The Grass is Singing by Doris Lessing – Rocket Man Meets Lovely Rita

I once went to a wedding where the bride and groom’s first dance at the reception was to the Elton John song Sacrifice. Strange choice I thought. ‘Into the boundary of each married man sweet deceit comes calling and negativity lands’. An interesting lyric, however, suggesting that marriage creates a new boundary as a condition of not being alone anymore. Two work colleagues have boundaries that do not exist for a married couple. And a married couple have boundaries that do not exist for two work mates going out for the evening. This sort of irony runs throughout Doris Lessing’s first novel, The Grass is Singing.

Here’s another song for you – Lennon and McCartney’s With a Little Help From My Friends, where someone keeps wanting to fall in love, but actually gets by with help from their friends. In The Grass is Singing, Mary Turner grew up on a farm in South Africa, but moves to the city and spends a contented few years doing office work, and getting along quite happily with her wide friendship group. Then she overhears some gossiping women remarking on the fact that she is unmarried and not as young as she used to be. Mary reacts by rushing into marriage with a farmer she meets at a cinema, moving out of the city to his remote farm.

Mary’s story goes from A Little Help From My Friends to Sacrifice. No more casual lunch meet ups for her. Out on the wide open spaces of the veld, Mary lives behind a new boundary. And as in Sacrifice, sweet deceit comes calling. It all ends in her murder. This is not a spoiler. We know from the beginning that Mary gets murdered and we know who did it. The question is what happened to get there?

We get there really through the contradictions of human relationships. Mary can only be accepted into white rural society by subscribing to the notion of white superiority. But Mary can only be accepted into humanity in general by accepting that the notions of her white rural society are vile nonsense. She can choose a sort of deluded friendship with her fellow white farmers, or a universal fellowship, specifically with her native servant. But the more that fellowship calls her, the more isolated she is from her own society, and the more harshly she behaves trying to live by its delusions of superiority. There is always a boundary it seems.

Reading a book is a kind of relationship. In some ways it can be a less real and intense alternative to reality, a pleasant meet-up for lunch. In other ways it can offer something more dramatic than reality. Both options are on offer here.

Generosity: An Enhancement by Richard Powers – the Science of Happy

Generosity: An Enhancement is a story about a troubled former writer, Russell Stone, who, after some moderate early success, has suffered a crisis of confidence. He ends up editing magazine copy, and teaching creative writing on a short-term contract at a college in Chicago. One of his students, an Algerian refugee called Thassafit Amzwar, comes to fascinate him. Her level of happiness and contentment is so marked that it might rise into a category known to psychiatry as hyperthymia. After news of this happy girl gets around, a genetic research team becomes interested in her, believing she might possess a ‘gene for happiness’. Generosity was published in 2009, a quick internet search revealing that this was a year seeing significant advances in the science of genetics. The book reflects a time when understanding of the human genome was increasing to the point where it might soon be possible to choose the characteristics of a baby.

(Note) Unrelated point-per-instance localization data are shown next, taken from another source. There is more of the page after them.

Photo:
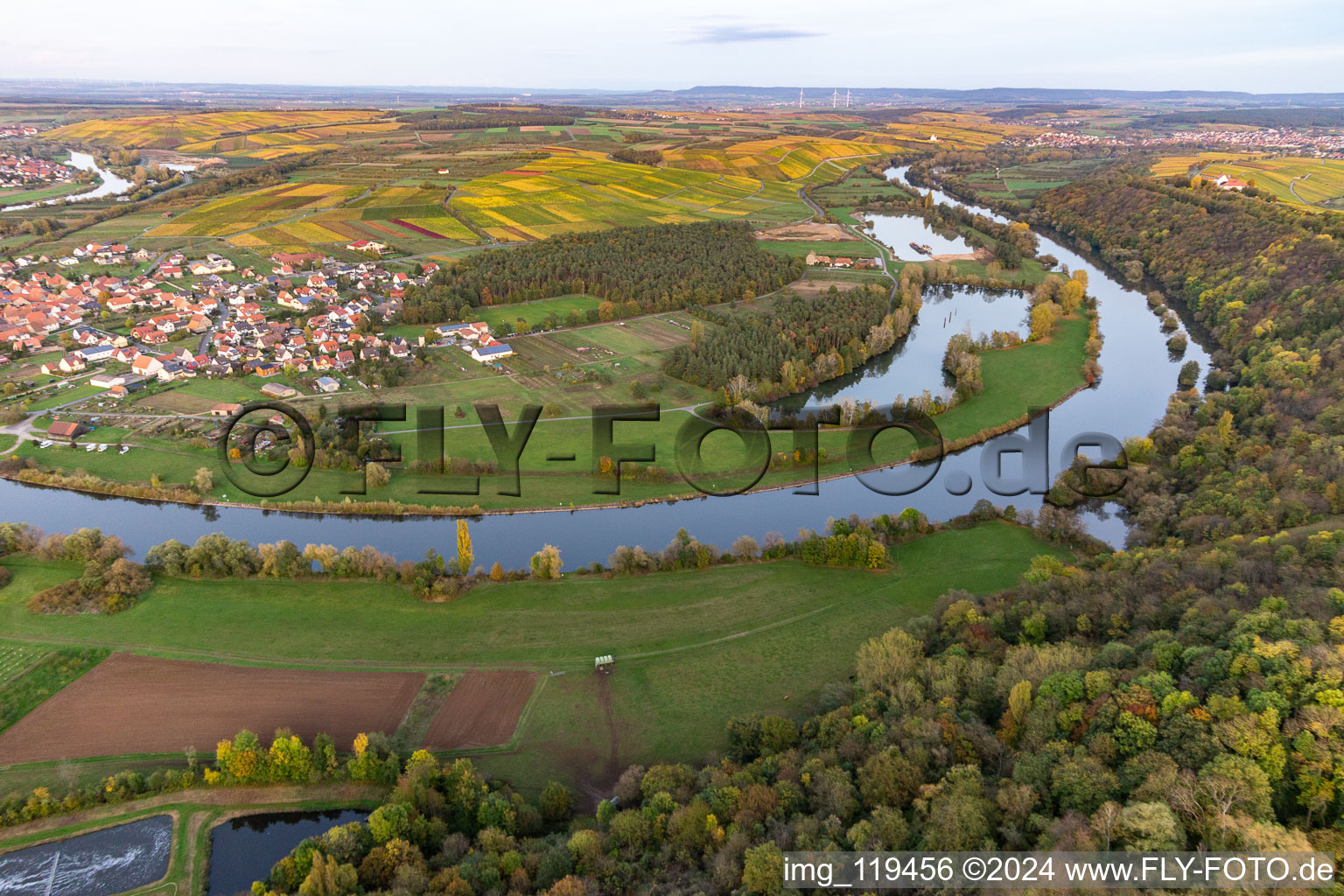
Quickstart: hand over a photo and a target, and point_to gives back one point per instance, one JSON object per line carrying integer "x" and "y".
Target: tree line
{"x": 636, "y": 269}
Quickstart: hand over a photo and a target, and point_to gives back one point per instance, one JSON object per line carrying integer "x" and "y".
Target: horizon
{"x": 1245, "y": 49}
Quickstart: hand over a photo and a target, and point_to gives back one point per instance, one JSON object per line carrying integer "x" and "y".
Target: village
{"x": 308, "y": 321}
{"x": 22, "y": 172}
{"x": 1313, "y": 143}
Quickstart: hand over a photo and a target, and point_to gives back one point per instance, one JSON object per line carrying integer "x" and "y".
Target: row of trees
{"x": 794, "y": 346}
{"x": 636, "y": 269}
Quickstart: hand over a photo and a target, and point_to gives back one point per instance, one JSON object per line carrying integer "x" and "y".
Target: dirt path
{"x": 1292, "y": 188}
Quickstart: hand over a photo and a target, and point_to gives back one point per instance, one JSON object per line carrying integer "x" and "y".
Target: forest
{"x": 794, "y": 344}
{"x": 634, "y": 270}
{"x": 1184, "y": 693}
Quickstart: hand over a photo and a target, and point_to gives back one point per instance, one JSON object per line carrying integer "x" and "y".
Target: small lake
{"x": 245, "y": 850}
{"x": 110, "y": 186}
{"x": 98, "y": 864}
{"x": 898, "y": 231}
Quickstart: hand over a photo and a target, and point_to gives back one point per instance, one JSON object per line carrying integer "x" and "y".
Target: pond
{"x": 105, "y": 861}
{"x": 243, "y": 850}
{"x": 1138, "y": 375}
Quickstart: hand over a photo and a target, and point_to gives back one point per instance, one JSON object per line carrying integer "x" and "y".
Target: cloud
{"x": 746, "y": 34}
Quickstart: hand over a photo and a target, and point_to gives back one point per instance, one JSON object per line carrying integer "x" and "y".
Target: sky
{"x": 1286, "y": 46}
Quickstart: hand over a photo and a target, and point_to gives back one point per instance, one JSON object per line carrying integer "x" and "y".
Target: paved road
{"x": 1292, "y": 187}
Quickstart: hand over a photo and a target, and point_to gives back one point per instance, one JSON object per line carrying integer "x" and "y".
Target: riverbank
{"x": 1035, "y": 375}
{"x": 694, "y": 648}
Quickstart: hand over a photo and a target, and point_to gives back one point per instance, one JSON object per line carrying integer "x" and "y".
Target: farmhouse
{"x": 66, "y": 430}
{"x": 278, "y": 389}
{"x": 1228, "y": 182}
{"x": 488, "y": 354}
{"x": 147, "y": 366}
{"x": 110, "y": 381}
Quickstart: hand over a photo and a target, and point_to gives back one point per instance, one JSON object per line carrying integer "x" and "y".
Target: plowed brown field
{"x": 132, "y": 704}
{"x": 481, "y": 710}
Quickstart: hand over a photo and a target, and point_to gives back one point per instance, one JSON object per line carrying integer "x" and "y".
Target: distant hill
{"x": 214, "y": 94}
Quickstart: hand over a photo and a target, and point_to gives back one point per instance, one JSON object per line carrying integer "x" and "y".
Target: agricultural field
{"x": 1181, "y": 165}
{"x": 781, "y": 158}
{"x": 394, "y": 213}
{"x": 692, "y": 650}
{"x": 120, "y": 707}
{"x": 504, "y": 318}
{"x": 171, "y": 130}
{"x": 952, "y": 130}
{"x": 1023, "y": 183}
{"x": 263, "y": 210}
{"x": 268, "y": 145}
{"x": 1306, "y": 183}
{"x": 481, "y": 710}
{"x": 576, "y": 191}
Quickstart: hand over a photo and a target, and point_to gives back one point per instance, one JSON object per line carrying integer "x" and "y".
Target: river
{"x": 110, "y": 186}
{"x": 105, "y": 861}
{"x": 1138, "y": 375}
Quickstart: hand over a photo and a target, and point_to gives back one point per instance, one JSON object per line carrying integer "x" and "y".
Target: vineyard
{"x": 15, "y": 659}
{"x": 396, "y": 213}
{"x": 1308, "y": 183}
{"x": 171, "y": 130}
{"x": 250, "y": 211}
{"x": 955, "y": 130}
{"x": 1181, "y": 165}
{"x": 577, "y": 191}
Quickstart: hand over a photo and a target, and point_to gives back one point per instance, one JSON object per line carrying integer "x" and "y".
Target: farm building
{"x": 109, "y": 381}
{"x": 66, "y": 430}
{"x": 486, "y": 354}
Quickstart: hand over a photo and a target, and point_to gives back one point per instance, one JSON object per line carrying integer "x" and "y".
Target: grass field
{"x": 692, "y": 648}
{"x": 504, "y": 318}
{"x": 1023, "y": 183}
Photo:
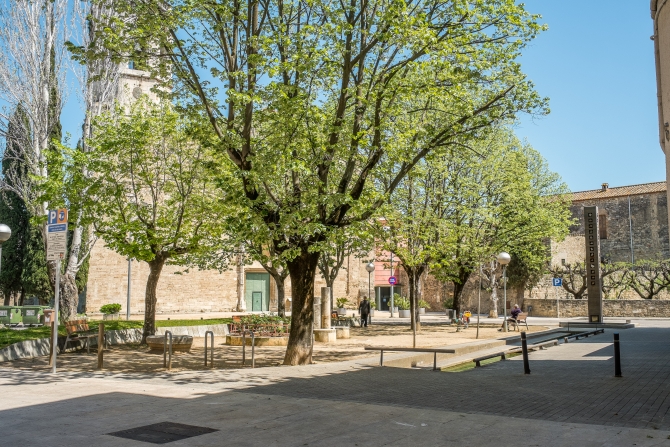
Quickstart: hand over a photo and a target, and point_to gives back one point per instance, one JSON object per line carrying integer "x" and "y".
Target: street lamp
{"x": 503, "y": 259}
{"x": 370, "y": 268}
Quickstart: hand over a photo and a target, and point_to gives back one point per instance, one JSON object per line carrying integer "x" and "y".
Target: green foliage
{"x": 113, "y": 308}
{"x": 342, "y": 302}
{"x": 401, "y": 302}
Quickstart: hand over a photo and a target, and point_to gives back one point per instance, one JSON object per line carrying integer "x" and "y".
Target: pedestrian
{"x": 364, "y": 310}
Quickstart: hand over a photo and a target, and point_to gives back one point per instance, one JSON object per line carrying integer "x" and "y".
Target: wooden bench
{"x": 521, "y": 319}
{"x": 78, "y": 330}
{"x": 435, "y": 351}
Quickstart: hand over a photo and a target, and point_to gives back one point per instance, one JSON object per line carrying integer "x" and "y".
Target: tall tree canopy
{"x": 314, "y": 103}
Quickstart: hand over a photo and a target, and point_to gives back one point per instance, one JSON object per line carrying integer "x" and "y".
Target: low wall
{"x": 611, "y": 308}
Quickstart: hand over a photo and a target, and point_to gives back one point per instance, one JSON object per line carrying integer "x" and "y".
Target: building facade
{"x": 660, "y": 14}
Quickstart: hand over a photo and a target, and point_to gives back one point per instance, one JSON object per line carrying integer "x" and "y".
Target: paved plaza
{"x": 571, "y": 399}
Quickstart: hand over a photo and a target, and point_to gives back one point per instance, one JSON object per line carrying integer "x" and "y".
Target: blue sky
{"x": 596, "y": 64}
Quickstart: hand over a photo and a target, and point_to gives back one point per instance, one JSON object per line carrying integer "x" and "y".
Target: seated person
{"x": 514, "y": 315}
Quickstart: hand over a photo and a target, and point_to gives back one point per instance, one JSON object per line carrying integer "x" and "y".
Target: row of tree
{"x": 648, "y": 279}
{"x": 284, "y": 131}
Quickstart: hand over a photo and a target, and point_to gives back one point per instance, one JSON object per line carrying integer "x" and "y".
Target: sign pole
{"x": 56, "y": 310}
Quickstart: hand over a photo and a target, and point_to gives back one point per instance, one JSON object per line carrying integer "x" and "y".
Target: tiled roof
{"x": 619, "y": 191}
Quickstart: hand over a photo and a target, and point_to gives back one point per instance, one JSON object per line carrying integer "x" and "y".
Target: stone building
{"x": 660, "y": 14}
{"x": 633, "y": 223}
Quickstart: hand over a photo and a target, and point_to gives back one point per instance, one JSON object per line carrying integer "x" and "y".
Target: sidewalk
{"x": 571, "y": 398}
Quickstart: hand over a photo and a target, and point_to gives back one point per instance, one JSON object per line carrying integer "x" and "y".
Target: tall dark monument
{"x": 593, "y": 281}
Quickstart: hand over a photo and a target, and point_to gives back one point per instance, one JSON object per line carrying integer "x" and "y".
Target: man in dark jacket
{"x": 364, "y": 309}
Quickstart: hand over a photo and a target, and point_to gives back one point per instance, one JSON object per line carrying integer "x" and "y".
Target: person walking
{"x": 364, "y": 310}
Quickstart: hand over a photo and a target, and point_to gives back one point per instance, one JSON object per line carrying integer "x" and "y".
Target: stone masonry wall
{"x": 611, "y": 308}
{"x": 649, "y": 219}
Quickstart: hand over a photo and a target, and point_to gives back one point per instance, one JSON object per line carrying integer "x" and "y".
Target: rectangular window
{"x": 602, "y": 223}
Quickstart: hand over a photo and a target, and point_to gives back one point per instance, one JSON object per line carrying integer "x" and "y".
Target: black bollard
{"x": 524, "y": 349}
{"x": 617, "y": 356}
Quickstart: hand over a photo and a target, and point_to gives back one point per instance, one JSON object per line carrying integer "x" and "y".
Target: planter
{"x": 180, "y": 343}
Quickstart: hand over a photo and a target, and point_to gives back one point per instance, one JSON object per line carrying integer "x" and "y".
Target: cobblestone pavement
{"x": 570, "y": 399}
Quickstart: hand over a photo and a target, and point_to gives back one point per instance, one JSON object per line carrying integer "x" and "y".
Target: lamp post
{"x": 392, "y": 285}
{"x": 370, "y": 268}
{"x": 503, "y": 259}
{"x": 5, "y": 234}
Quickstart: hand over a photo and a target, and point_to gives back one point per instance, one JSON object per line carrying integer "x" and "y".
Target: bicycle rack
{"x": 211, "y": 349}
{"x": 244, "y": 348}
{"x": 167, "y": 363}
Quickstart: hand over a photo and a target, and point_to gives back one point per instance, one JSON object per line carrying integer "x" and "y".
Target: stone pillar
{"x": 593, "y": 279}
{"x": 317, "y": 313}
{"x": 325, "y": 308}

The author Richard Powers hovers behind his book, occasionally making enigmatic appearances to comment on the characters he has created. This might come over as a fancy, postmodern-literature trick if it didn’t fit so well with the issues the book considers. There’s a feeling in Generosity that people might not have to accept for much longer the whims that fate deals out. Richard Powers presents a scenario where people have lived, in effect, as characters in a novel, at the mercy of their author. They have had no choice about the looks, intelligence or inherited diseases they are born with. That time might soon be over. Characters have the potential to become their own authors, controlling their own destinies. But before they get above themselves, those same characters also have to accept that control is contradictory. Think about it this way. Advances in genetics might seem to offer the prospect of humanity deciding their fate, but those advances actually give power over the vast majority to a tiny group of scientists who are the only ones who actually understand the science. Are they up to such a responsibility? Or are they in the situation of a writer like diffident Russell Stone, who finds the writing he is supposed to control taking on an unpredictable life of its own?

This is a book of big ideas from someone who clearly knows lots about literature and science. But for all that, I did not feel Generosity was a vehicle designed to show off its author’s cleverness and knowledge. I mean it is clever, and there is a great deal of wide-ranging knowledge. But there is something else, a feeling that while authors might appear to be up there in author heaven, deciding destinies, they are in fact – if they are any good – also down here with everyone else, from Nobel-winning scientists, to people who have no idea about the science, and have to look it up on Wikipedia, and even then are not much the wiser.

The result is a book that reads like a kind of low-key, brainy thriller, not with good guys and bad guys, but with guys whose good intentions end up making them into ambiguous guys. I would recommend.